Courtesy of Chris Stepien. All rights reserved. Used with permission. Courtesy of Chris Stepien. All rights reserved. Used with permission.

The service advisor at my car dealer razor cuts his hair to show support for his wife. I’ve known him for years and he’s always clean-shaven on top. The love of his life is in a long battle with cancer. Very long.

In October 2014, my wife, Ellen, had a mammogram on our anniversary. Five months later, after her mastectomy, I was shaving her head in our laundry room. She’d started chemo and her hair was likely to fall out any day. We’d gone wig shopping and the stylist had chopped off Ellen’s pretty blonde locks as part of the package deal. But feathery wisps started growing back, despite the first two rounds of chemo. We didn’t want the fuzz falling off in her cereal, so I broke out my electric razor. She was a good sport and we laughed about the shaving.

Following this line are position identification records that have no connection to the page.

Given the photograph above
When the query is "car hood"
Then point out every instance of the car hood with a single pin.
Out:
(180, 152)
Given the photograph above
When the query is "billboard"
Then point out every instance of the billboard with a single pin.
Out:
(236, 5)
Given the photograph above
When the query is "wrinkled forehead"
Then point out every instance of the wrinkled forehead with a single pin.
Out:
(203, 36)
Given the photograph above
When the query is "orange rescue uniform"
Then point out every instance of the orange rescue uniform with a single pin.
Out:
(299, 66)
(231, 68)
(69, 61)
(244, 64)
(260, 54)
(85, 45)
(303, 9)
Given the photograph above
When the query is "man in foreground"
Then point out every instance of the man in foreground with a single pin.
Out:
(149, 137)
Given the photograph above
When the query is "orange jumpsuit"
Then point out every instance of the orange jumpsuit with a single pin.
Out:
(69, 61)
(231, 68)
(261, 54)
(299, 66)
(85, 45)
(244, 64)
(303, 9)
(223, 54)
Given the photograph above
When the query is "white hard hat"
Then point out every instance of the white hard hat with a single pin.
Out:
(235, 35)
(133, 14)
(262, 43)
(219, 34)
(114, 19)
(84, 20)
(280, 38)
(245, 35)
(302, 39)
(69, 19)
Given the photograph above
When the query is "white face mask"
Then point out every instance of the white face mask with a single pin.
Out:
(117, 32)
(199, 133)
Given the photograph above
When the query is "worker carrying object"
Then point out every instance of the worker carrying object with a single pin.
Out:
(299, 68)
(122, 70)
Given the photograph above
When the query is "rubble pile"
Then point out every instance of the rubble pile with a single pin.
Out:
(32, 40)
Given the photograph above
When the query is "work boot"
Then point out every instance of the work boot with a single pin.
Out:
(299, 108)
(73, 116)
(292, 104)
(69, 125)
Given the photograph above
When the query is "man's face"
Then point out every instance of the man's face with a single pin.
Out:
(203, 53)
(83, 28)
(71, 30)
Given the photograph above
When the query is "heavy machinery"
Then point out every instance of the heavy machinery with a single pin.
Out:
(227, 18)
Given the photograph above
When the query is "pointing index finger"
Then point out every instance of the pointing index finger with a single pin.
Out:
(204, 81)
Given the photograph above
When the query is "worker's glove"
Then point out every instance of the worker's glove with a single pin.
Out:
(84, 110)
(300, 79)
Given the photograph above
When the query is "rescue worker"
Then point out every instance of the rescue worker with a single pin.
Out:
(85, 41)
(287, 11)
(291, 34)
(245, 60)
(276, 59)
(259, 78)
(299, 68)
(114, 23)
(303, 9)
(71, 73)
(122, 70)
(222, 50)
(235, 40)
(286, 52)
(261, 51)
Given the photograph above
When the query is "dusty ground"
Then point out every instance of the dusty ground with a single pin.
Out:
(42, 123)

Early on, we decided to face breast cancer honestly. It was liberating. No pretending it couldn’t kill her or that she would live forever. We’d fight hard, but with the ever-present knowledge that we were both going to die. It was only a matter of when, where and how.

There were a few tears at the diagnosis but minimal drama. Maybe it had something to do with my own whiff of death. In 2004, emergency surgery for a spontaneous bowel perforation slapped us with a dose of mortality. My chronic Crohn’s disease reminds us to be grateful for our blessings. One doctor recently said, “You almost died back then.”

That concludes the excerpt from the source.